Frankistler ekolü “Donmeh” mezhebinden muhtelif tarikatlar türüyor. Bunların en radikallerinden birisi, Jacob Frank’ın kurduğu Frankistler.
Yahudi tarihinin en korkutucu gelişmelerinden biri olarak kabul edilen Frankistler, günahın “kurtarıcı gücü” olduğuna inandıklarından içlerinde yaşadıkları toplumların ahlâk anlayışı ne olursa olsun, istedikleri
gibi hareket ederler, özellikle de Tevrat’a aykırı davranışlarda bulunurlarmış. Jacob’un kendisi, tamamen dejenere olmuş, yoz bir adam, müthiş bir şeytani ikna gücü olduğu söyleniyor. Sahici Tanrı’nın henüz ortaya
çıkmadığını, dünyayı iyiliğin değil, kötülüğün yönettiğini anlatırmış. Kötü güçlerden korunmanın yolu, sessiz kalmak, hatta “crypsis,” takıyye. Bir vaazında, “Sizi gelmiş geçmiş tüm yasalardan, tüm töre, anane ve
inançlardan kurtarmaya geldim,” diyor, “Benim görevim, bütün bunları yok etmek. Ben yok edeceğim ki, iyilik kendini gösterebilsin.” Bir başka yerde de kendisinin bu dünyaya insanları yükseltmek için değil, batırmak,
gayya kuyusunun en dibine çekmek için geldiğini anlatıyor. Öyle aşağılık bir yer ki, “Ne bundan daha aşağısı var ne de buradan kendi gücünüzle çıkmanız mümkün. Buradan insanı ancak Efendimizin eli çıkarabilir.”

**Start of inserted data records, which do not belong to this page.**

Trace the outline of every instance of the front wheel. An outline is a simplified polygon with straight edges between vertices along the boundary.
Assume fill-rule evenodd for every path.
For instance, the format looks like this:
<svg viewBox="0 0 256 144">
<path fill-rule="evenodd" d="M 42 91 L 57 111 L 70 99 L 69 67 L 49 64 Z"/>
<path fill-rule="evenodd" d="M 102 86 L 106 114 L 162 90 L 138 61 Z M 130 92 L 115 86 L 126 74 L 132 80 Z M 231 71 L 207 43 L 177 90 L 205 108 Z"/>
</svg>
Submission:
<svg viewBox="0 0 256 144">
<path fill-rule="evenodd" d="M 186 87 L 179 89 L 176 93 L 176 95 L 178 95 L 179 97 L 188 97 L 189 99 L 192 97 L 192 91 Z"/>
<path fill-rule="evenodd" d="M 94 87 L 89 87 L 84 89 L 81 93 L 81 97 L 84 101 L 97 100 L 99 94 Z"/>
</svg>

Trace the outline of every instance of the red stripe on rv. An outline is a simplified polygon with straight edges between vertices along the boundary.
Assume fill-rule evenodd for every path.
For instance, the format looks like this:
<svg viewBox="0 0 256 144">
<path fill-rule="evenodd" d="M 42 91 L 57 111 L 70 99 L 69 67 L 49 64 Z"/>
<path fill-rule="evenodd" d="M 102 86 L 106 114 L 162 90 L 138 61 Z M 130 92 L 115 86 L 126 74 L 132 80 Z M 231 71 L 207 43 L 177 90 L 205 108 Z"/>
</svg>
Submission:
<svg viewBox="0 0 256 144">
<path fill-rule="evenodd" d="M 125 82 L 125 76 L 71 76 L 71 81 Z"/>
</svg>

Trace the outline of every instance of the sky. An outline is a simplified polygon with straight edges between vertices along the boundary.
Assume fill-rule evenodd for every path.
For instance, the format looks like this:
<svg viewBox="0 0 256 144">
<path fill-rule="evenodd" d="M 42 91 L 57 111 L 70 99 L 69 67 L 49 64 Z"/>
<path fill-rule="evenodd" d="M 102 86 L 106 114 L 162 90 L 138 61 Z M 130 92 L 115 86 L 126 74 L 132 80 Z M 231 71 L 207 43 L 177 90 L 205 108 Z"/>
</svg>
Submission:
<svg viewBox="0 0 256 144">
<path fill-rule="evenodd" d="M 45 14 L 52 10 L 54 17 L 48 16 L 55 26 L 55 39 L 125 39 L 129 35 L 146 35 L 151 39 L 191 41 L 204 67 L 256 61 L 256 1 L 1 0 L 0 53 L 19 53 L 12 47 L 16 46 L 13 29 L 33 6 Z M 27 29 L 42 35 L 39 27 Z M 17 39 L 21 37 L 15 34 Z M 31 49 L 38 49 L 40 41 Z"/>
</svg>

Jacob Frank, Ukraynalı, (Galicia) Lviv’den altmış kilometre ötede doğmuş. Asıl adı, Jacob Leibowicz.
Frankistlerin, sahici imana Tevrat ihlâl edilmeden ulaşılamayacağı düşüncesi, zaman içinde başta politika
olmak üzere hayatın diğer alanlarına da sıçrıyor. Geçmişi bir kalemde silecek dünya çapında bir ihtilâlin hayalini kurmaya başlıyorlar. Frankistlerin elleriyle gerçekleşecek “kıyamet”in sonunda açılacak tertemiz
sayfada insanlık yeniden doğacaktır. Öyleyse, kutsal kitaplarda kıyameti getireceği söylenen her türlü günaha bulaşıyorlar ki, dünya bir an önce batsın. Batsın ve yeniden kurulabilsin.
Frank, 1726-1791
yılları arasında yaşamış. Balkanları dolaşmış, diğer Sabetaycılarla istişare etmiş, beklentileri cevaplamaya karar vermiş, kendisini Mesih ilân etmiş. Doğu Ortodoksluğunu zayıflatmayı uman Katolikler, Frankistleri
himayeleri altına almışlar, buna karşın Frankistler de vaftiz gibi bazı Hıristiyan usullerini benimsemişler. Hatta Jacob Frank’ın kendisi Varşova’da vaftiz olmuş. Kirvesi, Polonya Kralı Üçüncü Augustus. Ancak,
Tevrat muhalefetleri cinsel sapıklıkların da ibadetten sayıldığı noktaya gelince Kutsal Engizisyon bunlara daha fazla tahammül edememiş, bu arada “Baron” unvanı ile de taltif edilmiş olan Frank’ı, on üç yıl kalacağı
bir kaleye hapsetmişler. Polonya’nın Ruslar tarafından işgali kurtuluşu olmuş; ama ülkesine dönmemiş, gitmiş Almanya’ya yerleşmiş, orada ölmüş. Daha hayattayken, müridlerinin bir kısmı topluca din değiştirmişler. Bu
defa Müslüman değil, Katolik olmuşlar. 1789.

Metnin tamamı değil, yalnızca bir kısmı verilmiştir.